PHILADELPHIA – Dak Prescott was not interested in entertaining that same old storyline.
The Cowboys ran the ball well, and Prescott played four quarters of smart, turnover-free football. So, along came the obvious question: did Sunday's 27-20 win against the Eagles feel like 2016?
"I mean, that's two years ago. I don't go back and look and try to compare now to then," Prescott said. "This is the team we have, and when everything is clicking and we're playing the way we need to be playing, this is what we're capable of."
If that's true, then this was a tempting glimpse at what could be for the Cowboys.
For an offense that has floundered through the majority of this season, this game was a revelation – and there definitely were some familiar components.
For starters, the Cowboys ran the ball at will, rushing 28 times for 171 yards against the second-best run defense in the NFL. And if that wasn't good enough, they did it without their preferred starter at any of the spots along the interior of the offensive line.
In addition to the injuries to Travis Frederick and Connor Williams, Zack Martin also missed a solid chunk of the first quarter – not that it stopped Ezekiel Elliott from averaging nearly eight yards per carry.
"Those three guys in the interior that weren't starters at the beginning of the year, at one point were in there in the game doing a great job of moving the front and giving Zeke holes," Prescott said. "And Zeke was doing what he does best, finding them and making plays and making guys miss in the second level, it was huge."
When Elliott wasn't hurdling people or breaking through to the second level, Prescott was playing the efficient style of football he became known for early in his career.
To be fair, there were some missed throws – not to mention a near pick-six. At the end of the night, though, the Cowboys' quarterback had completed 72 percent of his passes for 270 yards and at touchdown, to go along with another touchdown on the ground.

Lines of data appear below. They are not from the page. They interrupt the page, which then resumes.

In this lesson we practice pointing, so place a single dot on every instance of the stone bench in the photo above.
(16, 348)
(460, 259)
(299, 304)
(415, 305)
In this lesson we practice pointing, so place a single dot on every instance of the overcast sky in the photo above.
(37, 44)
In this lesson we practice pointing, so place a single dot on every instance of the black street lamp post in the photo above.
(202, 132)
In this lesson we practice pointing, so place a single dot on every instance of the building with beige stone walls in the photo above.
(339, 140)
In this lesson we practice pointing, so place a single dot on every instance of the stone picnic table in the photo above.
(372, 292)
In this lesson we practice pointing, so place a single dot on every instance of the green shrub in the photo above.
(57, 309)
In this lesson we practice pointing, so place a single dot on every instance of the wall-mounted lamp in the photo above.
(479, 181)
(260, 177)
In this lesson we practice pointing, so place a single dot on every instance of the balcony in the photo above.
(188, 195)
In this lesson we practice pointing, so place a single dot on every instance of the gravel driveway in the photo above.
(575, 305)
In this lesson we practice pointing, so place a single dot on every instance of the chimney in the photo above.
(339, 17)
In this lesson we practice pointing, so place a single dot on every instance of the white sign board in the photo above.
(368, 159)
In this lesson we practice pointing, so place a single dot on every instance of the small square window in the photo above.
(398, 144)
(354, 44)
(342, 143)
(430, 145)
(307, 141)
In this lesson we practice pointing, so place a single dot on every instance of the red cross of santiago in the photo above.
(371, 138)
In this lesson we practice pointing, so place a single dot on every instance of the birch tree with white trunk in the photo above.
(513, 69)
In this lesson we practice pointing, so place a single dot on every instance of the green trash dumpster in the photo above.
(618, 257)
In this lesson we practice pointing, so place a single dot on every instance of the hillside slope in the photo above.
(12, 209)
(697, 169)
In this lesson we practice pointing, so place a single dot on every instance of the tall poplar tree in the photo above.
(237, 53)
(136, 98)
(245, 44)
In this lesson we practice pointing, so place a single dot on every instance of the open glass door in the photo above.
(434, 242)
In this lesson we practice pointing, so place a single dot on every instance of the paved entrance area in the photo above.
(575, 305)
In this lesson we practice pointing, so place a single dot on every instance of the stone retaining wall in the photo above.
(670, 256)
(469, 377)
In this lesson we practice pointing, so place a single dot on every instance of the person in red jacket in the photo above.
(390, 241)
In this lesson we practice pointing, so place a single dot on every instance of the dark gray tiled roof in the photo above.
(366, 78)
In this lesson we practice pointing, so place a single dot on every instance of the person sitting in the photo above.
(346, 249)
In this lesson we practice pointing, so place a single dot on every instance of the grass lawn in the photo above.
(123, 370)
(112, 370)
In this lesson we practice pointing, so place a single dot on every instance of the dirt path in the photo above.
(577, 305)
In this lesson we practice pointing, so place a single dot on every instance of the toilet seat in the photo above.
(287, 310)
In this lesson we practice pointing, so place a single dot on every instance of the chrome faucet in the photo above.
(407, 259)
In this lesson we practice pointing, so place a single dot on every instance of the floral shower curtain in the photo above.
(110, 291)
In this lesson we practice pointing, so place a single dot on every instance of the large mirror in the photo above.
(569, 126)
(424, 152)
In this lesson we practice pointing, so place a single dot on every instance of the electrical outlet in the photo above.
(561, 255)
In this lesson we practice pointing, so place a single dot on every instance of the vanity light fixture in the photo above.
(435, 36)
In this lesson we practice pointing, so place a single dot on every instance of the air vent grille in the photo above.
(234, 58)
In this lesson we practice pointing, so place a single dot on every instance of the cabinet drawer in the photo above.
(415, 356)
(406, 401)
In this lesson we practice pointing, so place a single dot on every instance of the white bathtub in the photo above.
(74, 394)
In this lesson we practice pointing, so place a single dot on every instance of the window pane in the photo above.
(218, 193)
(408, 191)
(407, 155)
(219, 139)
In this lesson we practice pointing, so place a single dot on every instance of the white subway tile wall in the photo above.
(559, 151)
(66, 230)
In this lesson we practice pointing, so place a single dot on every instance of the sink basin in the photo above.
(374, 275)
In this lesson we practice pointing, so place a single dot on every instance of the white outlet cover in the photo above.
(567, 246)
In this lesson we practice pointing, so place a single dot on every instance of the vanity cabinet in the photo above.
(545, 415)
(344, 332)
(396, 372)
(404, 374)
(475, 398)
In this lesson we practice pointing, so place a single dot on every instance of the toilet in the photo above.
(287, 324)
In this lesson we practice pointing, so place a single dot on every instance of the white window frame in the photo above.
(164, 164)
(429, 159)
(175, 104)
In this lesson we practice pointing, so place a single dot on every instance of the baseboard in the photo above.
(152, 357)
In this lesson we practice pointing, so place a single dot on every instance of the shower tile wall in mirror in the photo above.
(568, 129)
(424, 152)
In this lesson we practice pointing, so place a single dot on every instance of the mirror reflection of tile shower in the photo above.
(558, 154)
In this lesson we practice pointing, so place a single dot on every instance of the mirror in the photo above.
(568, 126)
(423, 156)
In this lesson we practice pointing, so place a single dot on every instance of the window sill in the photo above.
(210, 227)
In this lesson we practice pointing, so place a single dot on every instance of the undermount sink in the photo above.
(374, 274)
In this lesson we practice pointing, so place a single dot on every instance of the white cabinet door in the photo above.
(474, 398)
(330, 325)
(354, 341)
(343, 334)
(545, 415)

Perhaps it was the balancing effect of adding Amari Cooper to the offense, or perhaps it was the rash of injuries currently crippling the Philadelphia secondary. Regardless, Prescott was able to get his weapons involved to a degree that hasn't been seen much this season. He completed passes to eight different receivers, hitting balls for gains of 25, 24, 23, 21 and 17.
"They didn't give as much single-high as we kind of expected going into this game, and maybe it's because of Cooper or whatever it was – but we were able to take advantage of them," he said.
To go back to the original point, it feels futile to compare this to 2016 because it has been so inconsistent. That 13-3 team rolled over nearly everyone it played, finishing with the league's second-best rushing offense in the process.
On the flip side, it was honestly shocking to see the Cowboys run over this Eagles team, given the way Elliott was bottled up by the likes of Houston, Washington and Tennessee in recent weeks.
But seeing them do it had to be encouraging for those that are trying to solve the Cowboys' offensive woes. To paraphrase team owner/general manager Jerry Jones, if you've seen them do it once, that means they can do it again.
With another road trip looming next week, Prescott and his teammates won't have to wait long to settle that speculation. In the meantime, the hope is that this is the start of a new trend."We've just got to use this as momentum and continue to grow," he said. "This is a winning team, and it's great when you go on the road and win – it's the first time doing that this year. It's important for us to feel that, feel that energy in the locker room and make sure we don't forget that."